MANILA, Philippines — Philippine police on Sunday captured a suspected Muslim rebel bomber who allegedly was involved in a 2009 land mine attack that killed two U.S. Army Special Forces soldiers and a Filipino marine in a restive southern province.
Miraji Bairulla did not resist when policemen, backed by Philippine marines, served a warrant for his arrest in the town of Indanan in Sulu province, police Senior Superintendent Abraham Orbita said. Bairullah, who uses the rebel name "Mahang," is a bomb expert for the Moro National Liberation Front rebel group, he said.
Bairullah was among militants who placed a powerful land mine that hit and caused a passing Humvee to flip over, killing two U.S. soldiers and a Filipino marine on Sept. 29, 2009, in an isolated stretch of a coconut tree-line dirt road in Indanan, Orbita said. Two other Filipino marines were wounded in the attack.

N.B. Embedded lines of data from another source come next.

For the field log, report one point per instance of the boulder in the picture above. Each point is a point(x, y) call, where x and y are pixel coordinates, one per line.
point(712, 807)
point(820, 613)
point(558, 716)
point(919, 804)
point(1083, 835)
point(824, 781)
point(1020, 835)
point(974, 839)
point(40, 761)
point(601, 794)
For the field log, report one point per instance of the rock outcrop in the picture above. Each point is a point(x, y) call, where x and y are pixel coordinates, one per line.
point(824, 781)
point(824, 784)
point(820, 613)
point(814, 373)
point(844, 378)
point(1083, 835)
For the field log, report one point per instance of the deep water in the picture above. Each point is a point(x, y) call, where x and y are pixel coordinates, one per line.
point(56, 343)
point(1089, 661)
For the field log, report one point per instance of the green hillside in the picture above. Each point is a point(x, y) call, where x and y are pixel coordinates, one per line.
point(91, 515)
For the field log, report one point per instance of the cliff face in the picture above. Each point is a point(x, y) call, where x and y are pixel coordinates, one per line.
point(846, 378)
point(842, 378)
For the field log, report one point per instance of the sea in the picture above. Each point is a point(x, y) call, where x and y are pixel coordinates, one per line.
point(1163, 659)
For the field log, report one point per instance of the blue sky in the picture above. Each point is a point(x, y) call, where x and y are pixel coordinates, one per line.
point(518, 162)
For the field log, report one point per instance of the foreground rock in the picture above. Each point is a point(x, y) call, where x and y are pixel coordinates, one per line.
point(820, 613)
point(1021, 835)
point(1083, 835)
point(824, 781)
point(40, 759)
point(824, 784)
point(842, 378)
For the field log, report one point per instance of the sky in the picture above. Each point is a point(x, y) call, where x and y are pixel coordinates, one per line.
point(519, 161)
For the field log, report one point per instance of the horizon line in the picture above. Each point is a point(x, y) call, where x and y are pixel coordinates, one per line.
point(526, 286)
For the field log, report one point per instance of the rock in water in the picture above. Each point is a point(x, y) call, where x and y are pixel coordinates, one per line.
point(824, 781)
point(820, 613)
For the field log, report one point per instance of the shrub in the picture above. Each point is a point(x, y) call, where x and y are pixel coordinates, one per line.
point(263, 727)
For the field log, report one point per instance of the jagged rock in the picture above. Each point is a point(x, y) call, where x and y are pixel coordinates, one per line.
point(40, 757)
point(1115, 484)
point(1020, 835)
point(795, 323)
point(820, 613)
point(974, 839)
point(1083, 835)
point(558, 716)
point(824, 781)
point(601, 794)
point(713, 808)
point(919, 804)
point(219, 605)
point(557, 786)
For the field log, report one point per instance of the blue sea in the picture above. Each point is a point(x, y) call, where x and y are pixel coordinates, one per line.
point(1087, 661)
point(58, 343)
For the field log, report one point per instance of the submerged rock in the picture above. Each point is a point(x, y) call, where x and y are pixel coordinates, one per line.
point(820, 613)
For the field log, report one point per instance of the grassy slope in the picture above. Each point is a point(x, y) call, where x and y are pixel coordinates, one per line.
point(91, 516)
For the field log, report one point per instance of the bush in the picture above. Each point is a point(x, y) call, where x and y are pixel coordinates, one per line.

No gunbattle ensued after the land mine blast.
The American and Filipino troops came under attack while en route to deliver food and other supplies to U.S. Seabees helping construct a school building and dig a water well for poor villagers of Kagay village in Indanan, a hilly farming town where militants belonging to the Moro National Liberation Front and the smaller but more violent Abu Sayyaf have had an active presence.
U.S. and Filipino forces appeared to have been lured to pass through the land mine-ridden hinterland at the time by the militants, who resented the construction of school building and other projects by outsiders. U.S. military personnel usually traveled by helicopters for safety, but villagers often flew kites, an aviation hazard that prompted the Americans to travel by land, security officials said at the time.
Hundreds of American military personnel have been providing counterterrorism training and advising Filipino troops battling al-Qaida-linked Abu Sayyaf militants in southern provinces including Sulu since 2002. That year, an American Green Beret was killed by a bomb outside an army camp in southern Zamboanga city in an attack blamed on Abu Sayyaf militants.
The Moro National Liberation Front was once the largest Muslim rebel group in the south, homeland of minority Muslims in the largely Roman Catholic Philippines, until it signed an autonomy deal with the government in 1996. Many of the rebels, however, held on to their firearms despite the peace deal and later resumed attacks. Others defected from the Moro group and organized the Abu Sayyaf in the early 1990s.